That beat the $1.16 expected by analysts polled by Thomson Reuters.
Revenue was down to $17.76 billion from $18.69 billion a year ago
That also beat the expectations of analysts, who had predicted $17.36 billion.
Michael Corbat, who on Sunday will mark four years as the bank's CEO, guided Citigroup through one of its most tumultuous periods, including regulatory and legal reprimands and a lingering image as the poster child of the financial crisis.
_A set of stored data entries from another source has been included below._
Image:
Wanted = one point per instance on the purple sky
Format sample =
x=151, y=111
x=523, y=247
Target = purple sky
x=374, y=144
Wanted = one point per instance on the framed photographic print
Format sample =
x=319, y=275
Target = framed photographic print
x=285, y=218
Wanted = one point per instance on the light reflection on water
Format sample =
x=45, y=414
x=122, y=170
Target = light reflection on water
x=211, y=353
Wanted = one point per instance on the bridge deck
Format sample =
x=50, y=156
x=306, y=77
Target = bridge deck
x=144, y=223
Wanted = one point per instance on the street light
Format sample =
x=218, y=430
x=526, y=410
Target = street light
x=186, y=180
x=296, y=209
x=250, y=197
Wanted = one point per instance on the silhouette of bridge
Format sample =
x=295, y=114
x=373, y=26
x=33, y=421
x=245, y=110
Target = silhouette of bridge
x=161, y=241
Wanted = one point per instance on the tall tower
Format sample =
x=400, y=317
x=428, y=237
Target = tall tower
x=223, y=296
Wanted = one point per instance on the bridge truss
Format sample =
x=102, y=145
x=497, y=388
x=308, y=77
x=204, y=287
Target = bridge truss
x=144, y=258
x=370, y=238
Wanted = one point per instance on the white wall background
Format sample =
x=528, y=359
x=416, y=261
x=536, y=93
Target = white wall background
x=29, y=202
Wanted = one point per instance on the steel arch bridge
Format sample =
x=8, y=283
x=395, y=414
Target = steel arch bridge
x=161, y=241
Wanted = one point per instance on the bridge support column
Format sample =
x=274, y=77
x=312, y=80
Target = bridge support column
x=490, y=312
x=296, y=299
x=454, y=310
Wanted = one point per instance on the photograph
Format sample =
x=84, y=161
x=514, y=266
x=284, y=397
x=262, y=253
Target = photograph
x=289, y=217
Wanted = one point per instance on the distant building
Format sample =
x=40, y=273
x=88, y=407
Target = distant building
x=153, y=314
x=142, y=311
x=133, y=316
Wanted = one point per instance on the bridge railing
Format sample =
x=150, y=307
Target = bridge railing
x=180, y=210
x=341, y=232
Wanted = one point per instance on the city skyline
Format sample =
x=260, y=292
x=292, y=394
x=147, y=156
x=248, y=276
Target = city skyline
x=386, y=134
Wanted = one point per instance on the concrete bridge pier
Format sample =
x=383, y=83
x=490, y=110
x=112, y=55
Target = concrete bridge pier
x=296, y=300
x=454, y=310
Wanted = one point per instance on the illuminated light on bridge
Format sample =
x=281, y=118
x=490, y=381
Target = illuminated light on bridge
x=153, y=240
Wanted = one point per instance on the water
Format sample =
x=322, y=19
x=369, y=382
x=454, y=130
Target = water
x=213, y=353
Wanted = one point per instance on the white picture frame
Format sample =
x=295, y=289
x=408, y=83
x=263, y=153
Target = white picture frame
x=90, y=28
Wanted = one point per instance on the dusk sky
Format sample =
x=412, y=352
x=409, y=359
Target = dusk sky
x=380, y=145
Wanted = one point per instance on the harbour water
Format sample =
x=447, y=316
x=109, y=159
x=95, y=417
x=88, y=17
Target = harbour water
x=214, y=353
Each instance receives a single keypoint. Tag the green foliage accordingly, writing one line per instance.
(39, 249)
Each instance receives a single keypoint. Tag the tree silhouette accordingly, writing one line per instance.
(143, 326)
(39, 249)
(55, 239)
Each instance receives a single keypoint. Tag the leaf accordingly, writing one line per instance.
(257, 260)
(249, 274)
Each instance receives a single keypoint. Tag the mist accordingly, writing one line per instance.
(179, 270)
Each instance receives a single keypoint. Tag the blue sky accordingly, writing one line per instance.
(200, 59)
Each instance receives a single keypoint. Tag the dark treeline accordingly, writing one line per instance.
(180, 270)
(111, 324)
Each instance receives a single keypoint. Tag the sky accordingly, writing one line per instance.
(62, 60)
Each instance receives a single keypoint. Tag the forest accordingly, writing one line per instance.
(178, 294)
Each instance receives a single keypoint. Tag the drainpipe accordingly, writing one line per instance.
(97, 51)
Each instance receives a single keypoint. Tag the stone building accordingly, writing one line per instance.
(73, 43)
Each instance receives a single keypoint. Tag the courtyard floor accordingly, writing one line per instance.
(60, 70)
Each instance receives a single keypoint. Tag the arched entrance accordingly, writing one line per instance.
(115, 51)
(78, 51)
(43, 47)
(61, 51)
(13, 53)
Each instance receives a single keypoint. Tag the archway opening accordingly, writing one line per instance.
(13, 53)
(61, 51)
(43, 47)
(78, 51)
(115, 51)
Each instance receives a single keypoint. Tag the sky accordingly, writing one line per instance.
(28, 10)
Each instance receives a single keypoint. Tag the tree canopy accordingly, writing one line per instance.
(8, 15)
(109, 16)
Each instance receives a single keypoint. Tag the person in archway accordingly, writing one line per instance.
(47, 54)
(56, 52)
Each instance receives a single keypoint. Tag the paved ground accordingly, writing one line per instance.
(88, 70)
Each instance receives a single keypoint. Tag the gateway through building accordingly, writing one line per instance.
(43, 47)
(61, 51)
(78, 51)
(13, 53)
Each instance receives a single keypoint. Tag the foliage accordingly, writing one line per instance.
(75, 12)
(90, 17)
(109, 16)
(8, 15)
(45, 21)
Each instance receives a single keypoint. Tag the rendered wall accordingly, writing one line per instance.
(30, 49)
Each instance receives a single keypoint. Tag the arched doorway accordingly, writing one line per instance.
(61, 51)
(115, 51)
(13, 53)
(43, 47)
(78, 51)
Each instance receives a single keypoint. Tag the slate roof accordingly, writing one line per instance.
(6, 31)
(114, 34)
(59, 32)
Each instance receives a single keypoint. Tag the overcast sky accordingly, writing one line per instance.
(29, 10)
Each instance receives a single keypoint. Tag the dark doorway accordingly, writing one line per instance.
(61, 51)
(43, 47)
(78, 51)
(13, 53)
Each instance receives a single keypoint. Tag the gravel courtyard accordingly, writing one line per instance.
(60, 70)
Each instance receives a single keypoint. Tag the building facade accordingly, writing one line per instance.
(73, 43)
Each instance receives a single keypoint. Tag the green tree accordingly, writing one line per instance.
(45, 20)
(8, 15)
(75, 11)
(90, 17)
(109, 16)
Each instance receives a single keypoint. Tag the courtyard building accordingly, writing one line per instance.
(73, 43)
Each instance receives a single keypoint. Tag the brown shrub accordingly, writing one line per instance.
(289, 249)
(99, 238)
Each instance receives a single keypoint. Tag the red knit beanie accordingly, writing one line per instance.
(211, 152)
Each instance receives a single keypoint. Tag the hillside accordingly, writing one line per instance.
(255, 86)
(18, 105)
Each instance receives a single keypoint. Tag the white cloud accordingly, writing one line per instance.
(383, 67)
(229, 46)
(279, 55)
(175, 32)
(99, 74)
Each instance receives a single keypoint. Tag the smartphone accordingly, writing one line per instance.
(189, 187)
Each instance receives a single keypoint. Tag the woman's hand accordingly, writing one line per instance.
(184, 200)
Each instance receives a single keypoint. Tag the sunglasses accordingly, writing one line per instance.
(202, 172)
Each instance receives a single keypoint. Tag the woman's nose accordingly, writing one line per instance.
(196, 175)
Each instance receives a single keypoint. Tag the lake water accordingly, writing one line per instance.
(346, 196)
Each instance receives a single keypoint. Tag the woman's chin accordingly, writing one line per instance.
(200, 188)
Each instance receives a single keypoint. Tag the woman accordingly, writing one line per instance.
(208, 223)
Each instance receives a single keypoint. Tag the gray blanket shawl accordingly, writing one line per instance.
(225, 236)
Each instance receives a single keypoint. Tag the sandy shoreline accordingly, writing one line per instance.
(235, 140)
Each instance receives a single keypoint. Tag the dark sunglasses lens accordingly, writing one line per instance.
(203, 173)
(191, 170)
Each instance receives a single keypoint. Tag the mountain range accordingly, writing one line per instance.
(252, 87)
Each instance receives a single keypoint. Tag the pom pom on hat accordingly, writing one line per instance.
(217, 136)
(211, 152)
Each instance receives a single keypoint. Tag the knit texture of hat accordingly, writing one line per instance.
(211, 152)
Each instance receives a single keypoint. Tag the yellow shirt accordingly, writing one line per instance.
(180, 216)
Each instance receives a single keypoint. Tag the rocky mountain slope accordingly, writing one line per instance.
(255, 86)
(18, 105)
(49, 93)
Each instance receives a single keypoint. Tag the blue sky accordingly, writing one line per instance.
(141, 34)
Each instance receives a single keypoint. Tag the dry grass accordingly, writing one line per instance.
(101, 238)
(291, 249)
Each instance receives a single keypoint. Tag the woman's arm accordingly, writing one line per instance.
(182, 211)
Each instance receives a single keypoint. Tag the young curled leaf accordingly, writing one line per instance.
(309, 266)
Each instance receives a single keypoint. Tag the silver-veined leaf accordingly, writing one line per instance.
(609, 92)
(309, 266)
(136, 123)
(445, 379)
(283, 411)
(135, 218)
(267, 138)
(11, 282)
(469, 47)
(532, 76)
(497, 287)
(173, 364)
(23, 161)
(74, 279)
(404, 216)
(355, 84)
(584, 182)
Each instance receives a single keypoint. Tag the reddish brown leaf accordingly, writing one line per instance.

The bank has stitched up many of those lacerations, and this year it was the only firm to earn passing grades on the living wills, an important regulatory test.
But Citigroup now needs to pivot to showing investors that it can improve straggling shareholder returns -- a goal that Mr. Corbat and other executives say is a top priority.
Trading revenue, excluding an accounting adjustment, rose 16% to $4.13 billion from $3.57 billion a year ago. That was better than what Chief Financial Officer John Gerspach predicted last month, when he said he expected trading revenue to be up by mid-single digits from a year ago.
Investment banking revenue was also up 15%, to $1.09 billion from $944 million a year ago.
Expenses were down 2% to $10.4 billion from $10.67 billion a year earlier.
The bank's shares are down 6% this year, compared with a 3% drop in the KBW Nasdaq index of bank stocks. Shares rose 2% in premarket trading.